Watsa, Rakan'ın yardımıyla geliştirdiği DNA saptama yöntemlerinin vahşi doğada kaplan popülasyonlarının izlenmesini iyileştireceğini umuyor.

Örneğin Harihar, dünyadaki vahşi kaplan nüfusunun yaklaşık %64’ünü oluşturan Hindistan’ın her dört yılda bir anket yaptığını, ancak anket yapılan alanın son 12 yılda arttığını ve nüfus eğilimlerini gerçekten anlamayı zorlaştırdığını söyledi.

Harihar, Hindistan’da nüfus izlemenin genellikle kamera tuzakları kullanılarak yapıldığını da sözlerine ekledi. O inanıyor DNA teknikleri, bilim adamlarının bazı kaplanların farklı alanlar arasında nasıl dağıldığını daha iyi anlamalarına yardımcı olabilir ve bu da kameralarla alınması zor olabilir.
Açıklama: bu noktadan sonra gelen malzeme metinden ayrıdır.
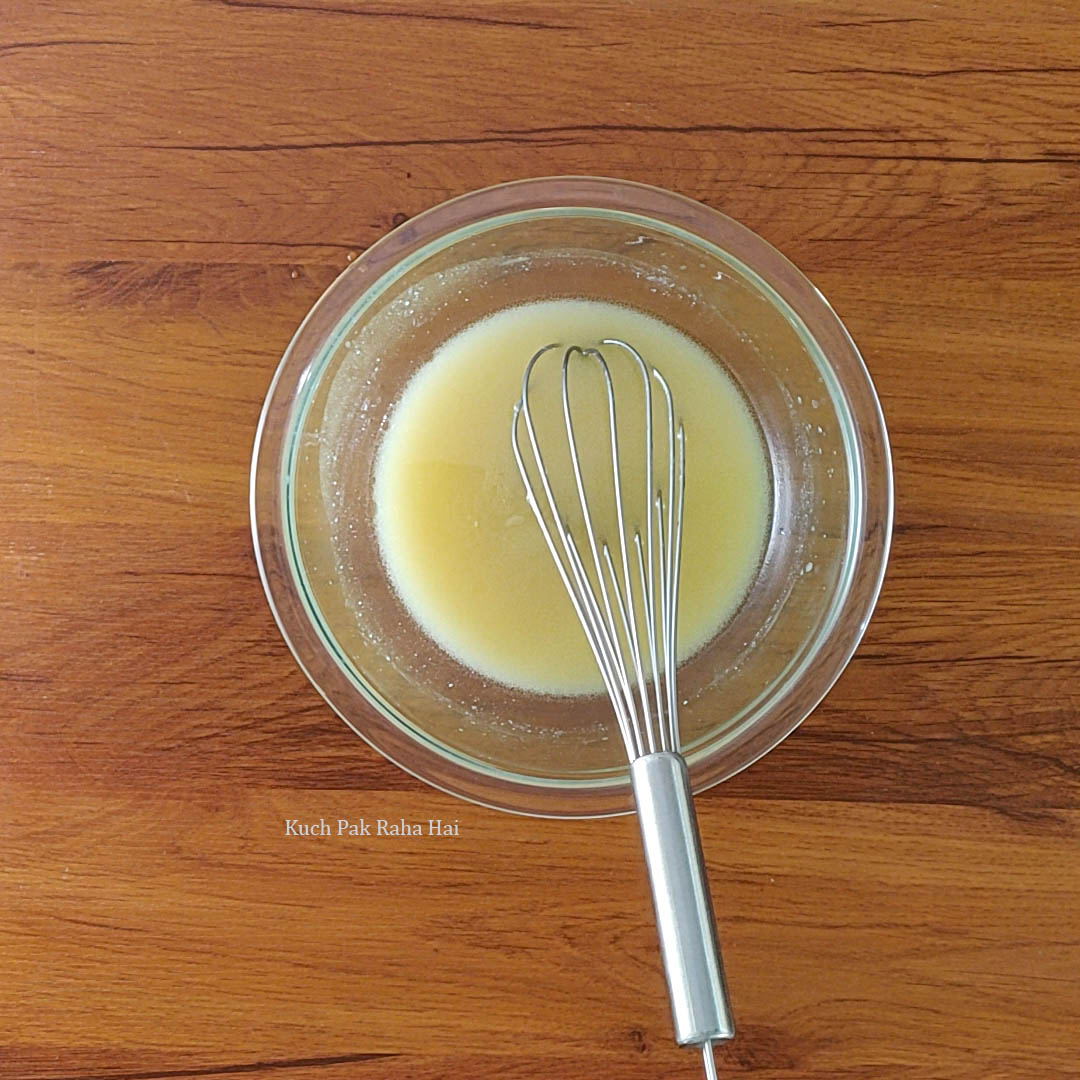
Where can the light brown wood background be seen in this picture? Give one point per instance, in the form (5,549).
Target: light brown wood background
(898,886)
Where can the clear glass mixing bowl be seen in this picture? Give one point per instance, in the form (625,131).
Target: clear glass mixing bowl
(666,255)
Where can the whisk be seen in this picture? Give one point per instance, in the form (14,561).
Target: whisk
(624,590)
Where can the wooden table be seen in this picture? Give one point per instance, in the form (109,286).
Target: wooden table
(898,885)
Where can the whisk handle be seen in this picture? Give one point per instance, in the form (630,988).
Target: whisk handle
(685,922)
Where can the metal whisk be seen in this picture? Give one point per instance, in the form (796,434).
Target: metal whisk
(624,590)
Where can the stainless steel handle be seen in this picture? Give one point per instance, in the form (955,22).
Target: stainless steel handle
(685,921)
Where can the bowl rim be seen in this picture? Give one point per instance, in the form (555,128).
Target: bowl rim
(269,490)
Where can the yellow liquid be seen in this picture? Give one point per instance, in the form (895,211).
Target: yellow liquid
(458,539)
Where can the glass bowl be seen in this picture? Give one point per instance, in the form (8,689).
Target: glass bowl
(311,494)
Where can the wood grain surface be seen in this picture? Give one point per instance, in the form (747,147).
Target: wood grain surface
(898,885)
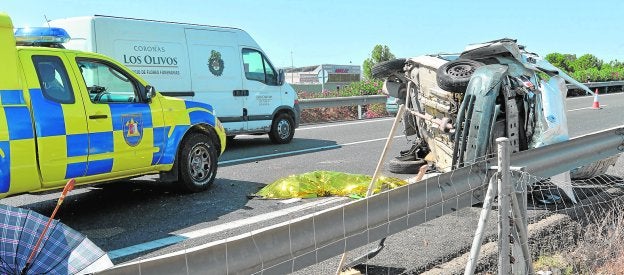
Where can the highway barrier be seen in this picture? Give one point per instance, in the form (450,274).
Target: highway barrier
(304,241)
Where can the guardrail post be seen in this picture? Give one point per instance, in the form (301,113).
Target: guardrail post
(475,249)
(504,207)
(359,111)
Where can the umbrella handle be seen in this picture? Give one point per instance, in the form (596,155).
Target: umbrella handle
(68,187)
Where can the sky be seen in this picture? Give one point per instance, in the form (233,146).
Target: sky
(312,32)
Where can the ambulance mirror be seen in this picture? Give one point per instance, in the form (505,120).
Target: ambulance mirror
(150,92)
(280,77)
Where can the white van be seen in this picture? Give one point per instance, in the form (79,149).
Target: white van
(220,65)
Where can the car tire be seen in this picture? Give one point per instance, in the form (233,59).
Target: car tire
(197,163)
(454,75)
(387,68)
(282,129)
(593,169)
(399,166)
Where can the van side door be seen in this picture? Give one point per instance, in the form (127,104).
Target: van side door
(58,114)
(216,75)
(122,123)
(264,92)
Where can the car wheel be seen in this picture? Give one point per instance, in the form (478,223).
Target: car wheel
(593,169)
(387,68)
(282,129)
(198,163)
(399,166)
(454,75)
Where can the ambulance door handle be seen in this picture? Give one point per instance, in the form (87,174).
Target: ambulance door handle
(97,116)
(241,93)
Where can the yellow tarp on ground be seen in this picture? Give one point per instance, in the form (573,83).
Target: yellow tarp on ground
(324,184)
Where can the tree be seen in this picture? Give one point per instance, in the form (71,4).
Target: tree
(585,62)
(561,61)
(380,53)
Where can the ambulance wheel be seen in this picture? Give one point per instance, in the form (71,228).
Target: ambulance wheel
(198,163)
(282,129)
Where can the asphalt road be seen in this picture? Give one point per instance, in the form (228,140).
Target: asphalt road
(119,216)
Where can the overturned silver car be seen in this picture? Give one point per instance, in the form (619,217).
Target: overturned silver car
(457,105)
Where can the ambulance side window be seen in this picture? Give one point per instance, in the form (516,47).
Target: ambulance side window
(258,68)
(106,83)
(53,79)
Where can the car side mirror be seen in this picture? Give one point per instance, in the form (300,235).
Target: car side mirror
(280,77)
(150,92)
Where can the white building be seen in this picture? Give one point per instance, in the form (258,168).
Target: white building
(333,75)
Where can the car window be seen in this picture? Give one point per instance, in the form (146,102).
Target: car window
(271,76)
(257,67)
(106,83)
(53,79)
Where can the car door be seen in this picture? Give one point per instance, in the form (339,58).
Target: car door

“Farklı kaplanların nereden geldiğini anlamak güzel ve o zaman bu dağılma yollarını emniyete alabiliriz” diye ekledi. Güneydoğu Asya’daki uzak, dağlık bölgeler gibi, “DNA teknikleri, kamera yakalamanın zor olduğu yerlerde de yararlı olacaktır” diye ekledi.

Watsa, öncülüğünü yaptığı tekniklerin kamera tabanlı izlemenin bazı zayıflıklarının üstesinden geleceğine inanıyor.

“Kamera sadece etrafındaki çok küçük bir yarıçapa bakıyor, yani bir hayvan bunun hemen dışında yürüyebilir ve tamamen gözden kaçabilir. Bu, büyük bir hata payına sahip oldukları anlamına geliyor” dedi.

Watsa, daha uygun maliyetli ve kullanımı kolay teknikler geliştirirken daha doğru kaplan popülasyonu sayıları hedefliyor.

Watsa ayrıca, taşınabilir DNA analiz tekniklerinin adli soruşturma için kullanılabileceğini umuyor. Bugün kaplanlar için en büyük tehdit, Çin gibi yerlerde geleneksel tıp için değerli olan vücut parçalarının kaçak avlanması ve ticaretidir.

Toprak örneklerinde kaplan DNA'sının analizi, yasadışı yaban hayatı ticaretine karşı mücadelede adli soruşturmalara yardımcı olabilir.

Harihar, kaplanların Güney Asya ve Doğu Asya’da hala var olan 2,1 milyon kilometrekarelik (1,3 milyon mil kare) kaplan habitatının yalnızca %45’ini işgal ettiğini, bunun da kaçak avlanmanın boyutunun bir göstergesi olduğunu söyledi.

Watsa, el konulan derilerden, kemiklerden ve hayvanlardan alınan DNA örneklerinin analizinin, kaçak avlanma riski en yüksek olan kaplan popülasyonlarını belirlemeye ve yasadışı kaplan ticaretine karışan kişi ve kuruluşların izini sürmeye yardımcı olabileceğini söyledi.

2000 ile Haziran 2022 arasında, 50 farklı ülkede 2.205 kaplana ve vücut parçalarına el konuldu. Yasadışı yaban hayatı ticaretini izleyen bir grup olan Traffic’e göre. Bunların üçte biri bütün kaplanları içeriyordu, 665’i canlı ve 654’ü ölü bulundu.

Amerika Birleşik Devletleri’nde, 2020’nin popüler Netflix belgeseli “Tiger King”, kaplanların eğlence için sömürüldüğünü duyurdu. Kaplanların özel mülkiyetine sınırlar koyacak ve büyük kedilerin yasa dışı hayvan ticaretine girmesini önlemeye yardımcı olacak bir yasa olan Büyük Kedi Kamu Güvenliği Yasası, Temsilciler Meclisi’nden geçti Temmuz sonunda.